Back at the Salvatore boarding house, Stefan locks up Damon in the cellar. There are more chains down there than in the Red Room of Pain, yet no one ever uses these tools for play and kinks. What a waste! Anyway, Damon regains consciousness and cracks a joke, which we take as a good sign. “”I know you can’t help yourself, but you bring home a rabid animal, you’re gonna get bit,” he teases. He then warns Stefan that one day he’s going to rip his throat out and he’ll be very sorry. Stefan walks up to him with a too-cool-for-school attitude that rivals the Fonze’s and crosses his arms. ‘Oh so you’re a big, bad Ripper now? Tell me all, the Ripper of Monterrey aka the original head tearer-offer, all about it, stud.’ Damon then smirks and points out that Elena wanted him dead and that she set up the entire situation so that Stefan could kill him.
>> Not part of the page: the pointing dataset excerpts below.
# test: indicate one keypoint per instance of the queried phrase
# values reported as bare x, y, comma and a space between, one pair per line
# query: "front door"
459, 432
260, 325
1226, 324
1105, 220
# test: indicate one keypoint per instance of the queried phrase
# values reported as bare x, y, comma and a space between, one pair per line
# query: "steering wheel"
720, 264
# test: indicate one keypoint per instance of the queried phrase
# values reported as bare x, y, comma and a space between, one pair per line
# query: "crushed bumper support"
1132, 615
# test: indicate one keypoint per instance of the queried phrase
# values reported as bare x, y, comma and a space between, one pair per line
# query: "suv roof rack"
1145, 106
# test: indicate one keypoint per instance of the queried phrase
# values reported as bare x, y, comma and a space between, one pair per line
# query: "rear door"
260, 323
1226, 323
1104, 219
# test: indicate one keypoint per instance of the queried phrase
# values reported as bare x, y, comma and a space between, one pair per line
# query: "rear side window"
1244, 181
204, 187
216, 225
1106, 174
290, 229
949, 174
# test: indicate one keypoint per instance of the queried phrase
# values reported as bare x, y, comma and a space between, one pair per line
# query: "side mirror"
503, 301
Later that night, Stefan and Caroline convene in front of the Salvatore fireplace to discuss Matt’s cryptic text and Damon’s weird comments about Elena’s kill-kill-kill attitude.” Stefan reveals that, when his car broke down during the road trip, Elena tried to kiss me. Caroline’s eyes grow larger than a teacup saucer and she’s like ‘Oh no she didn’t!’ Stefan shifts uncomfortably on the sofa and goes on to share that they also got a hotel room and there was a shower involved. These sexy details just set Caroline and her fan fiction over the edge, but manages to review her day. Apparently Nadia’s been compelling Matt to forget things and no one knows why. “So Nadia’s up to something and Elena’s been acting strange,” Stefan contemplates. THINK, DAMNIT, THINK! (Where are PB&J Otter to sing, “Noodle, use your noodle. Noodle, do the noodle dance. Solve a problem, it’s no strain. Use your noodle that’s your brain”?) After lots of frowning, drink sipping, and “unless-es,” Stefan and Caroline slowly arrive at the realization that Katherine Pierce pulled off the great heist over: stealing Elena’s body for her own use. EU-FREAKING-REKA. (Don’t worry, folks. From sire bonds to body switches, True Detectives Salvatore and Forbes are always on the case.)
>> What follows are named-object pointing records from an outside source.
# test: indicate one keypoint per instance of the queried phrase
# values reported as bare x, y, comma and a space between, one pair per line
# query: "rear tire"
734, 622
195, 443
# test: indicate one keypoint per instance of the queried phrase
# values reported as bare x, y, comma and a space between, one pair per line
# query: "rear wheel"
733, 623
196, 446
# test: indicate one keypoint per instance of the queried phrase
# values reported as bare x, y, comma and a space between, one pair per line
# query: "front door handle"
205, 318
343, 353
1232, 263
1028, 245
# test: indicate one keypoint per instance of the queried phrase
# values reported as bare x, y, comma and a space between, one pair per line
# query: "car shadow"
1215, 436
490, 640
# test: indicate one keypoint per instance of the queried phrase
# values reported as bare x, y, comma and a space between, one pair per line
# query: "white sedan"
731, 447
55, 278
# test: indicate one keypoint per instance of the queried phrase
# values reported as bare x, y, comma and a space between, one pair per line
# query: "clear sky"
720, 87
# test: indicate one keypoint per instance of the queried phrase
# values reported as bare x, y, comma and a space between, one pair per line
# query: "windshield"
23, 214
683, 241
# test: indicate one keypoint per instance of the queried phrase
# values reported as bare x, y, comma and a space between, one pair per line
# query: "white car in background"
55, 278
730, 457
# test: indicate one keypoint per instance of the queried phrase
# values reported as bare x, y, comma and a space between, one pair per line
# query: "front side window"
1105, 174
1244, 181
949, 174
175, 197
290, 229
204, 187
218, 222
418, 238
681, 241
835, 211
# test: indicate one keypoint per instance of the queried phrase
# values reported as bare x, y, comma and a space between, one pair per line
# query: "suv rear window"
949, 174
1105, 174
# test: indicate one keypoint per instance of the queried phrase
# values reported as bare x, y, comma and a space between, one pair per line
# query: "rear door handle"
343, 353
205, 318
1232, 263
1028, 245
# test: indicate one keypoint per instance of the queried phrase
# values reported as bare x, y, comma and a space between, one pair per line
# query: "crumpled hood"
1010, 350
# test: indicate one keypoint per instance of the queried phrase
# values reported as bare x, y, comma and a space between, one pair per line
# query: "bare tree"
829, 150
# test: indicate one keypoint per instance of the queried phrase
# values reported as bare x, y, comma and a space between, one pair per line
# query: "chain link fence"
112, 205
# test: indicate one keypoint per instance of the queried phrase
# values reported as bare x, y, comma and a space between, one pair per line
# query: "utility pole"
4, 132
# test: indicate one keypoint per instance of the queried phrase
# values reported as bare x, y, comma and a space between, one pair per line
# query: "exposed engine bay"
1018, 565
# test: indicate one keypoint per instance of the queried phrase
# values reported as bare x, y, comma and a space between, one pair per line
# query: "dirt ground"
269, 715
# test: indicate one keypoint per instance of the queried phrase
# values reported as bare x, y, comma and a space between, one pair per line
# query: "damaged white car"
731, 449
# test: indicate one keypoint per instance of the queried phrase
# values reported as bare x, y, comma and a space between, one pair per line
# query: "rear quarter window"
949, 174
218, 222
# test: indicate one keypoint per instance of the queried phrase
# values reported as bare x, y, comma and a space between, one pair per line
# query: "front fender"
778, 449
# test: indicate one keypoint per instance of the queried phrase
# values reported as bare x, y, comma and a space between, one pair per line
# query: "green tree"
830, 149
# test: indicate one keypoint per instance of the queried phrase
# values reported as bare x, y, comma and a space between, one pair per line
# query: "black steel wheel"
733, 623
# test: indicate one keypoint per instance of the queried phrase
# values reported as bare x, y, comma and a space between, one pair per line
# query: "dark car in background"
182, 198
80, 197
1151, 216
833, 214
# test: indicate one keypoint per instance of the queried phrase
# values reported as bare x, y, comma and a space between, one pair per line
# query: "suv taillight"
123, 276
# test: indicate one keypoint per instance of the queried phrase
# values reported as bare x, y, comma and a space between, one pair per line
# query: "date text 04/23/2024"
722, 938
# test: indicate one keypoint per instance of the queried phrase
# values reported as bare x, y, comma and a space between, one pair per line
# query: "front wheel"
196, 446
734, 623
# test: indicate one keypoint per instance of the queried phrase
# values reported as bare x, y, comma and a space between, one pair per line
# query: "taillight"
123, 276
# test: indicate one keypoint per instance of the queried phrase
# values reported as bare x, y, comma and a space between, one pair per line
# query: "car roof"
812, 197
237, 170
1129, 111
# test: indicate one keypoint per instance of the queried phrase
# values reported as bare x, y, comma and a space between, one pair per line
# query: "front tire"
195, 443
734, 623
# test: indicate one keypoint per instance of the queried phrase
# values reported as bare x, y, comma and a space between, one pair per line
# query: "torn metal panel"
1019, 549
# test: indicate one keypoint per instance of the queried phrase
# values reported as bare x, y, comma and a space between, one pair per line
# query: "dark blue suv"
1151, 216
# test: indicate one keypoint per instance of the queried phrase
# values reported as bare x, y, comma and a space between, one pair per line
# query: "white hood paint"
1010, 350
Oh and in case you thought that was the big twist of the evening — surprise! — it’s not. Katherine heads to the Town House Cafe, where she meets up with Nadia for a late night supper. She plops down, a jolly grin plastered on her face, and starts yammering about how Damon is the bane of her existence but that his drama only brings her and Stefan closer. She inquires about the Matt situation and Nadia assures her that her secret is safe and that she’ll get everything she ever wanted. However, Nadia isn’t giggling along; she’s in a reflective, emo state but Katherine doesn’t care.”So I’m in a really good mood right now, which means I kinda don’t want to worry about whatever’s making your all mopey,” her wench mom remarks quite rudely. (Um, inconsiderate much?) Nadia then rolls up her sleeve, shows Katherine her terrible wolf bite, and announces that her lifeline is about to be cut short. “Tyler Lockwood bit me,” Nadia reveals, much to Katherine’s horror. Her daughter is dying and the only cure lies with her main tormentor in New Orleans…NOOOOOOOOO. (Anyone remember when Damon uttered this exact same line at the end of TVD episode 2×21? Tyler seriously needs to visit the dentist and figure out a way tame those chompers!)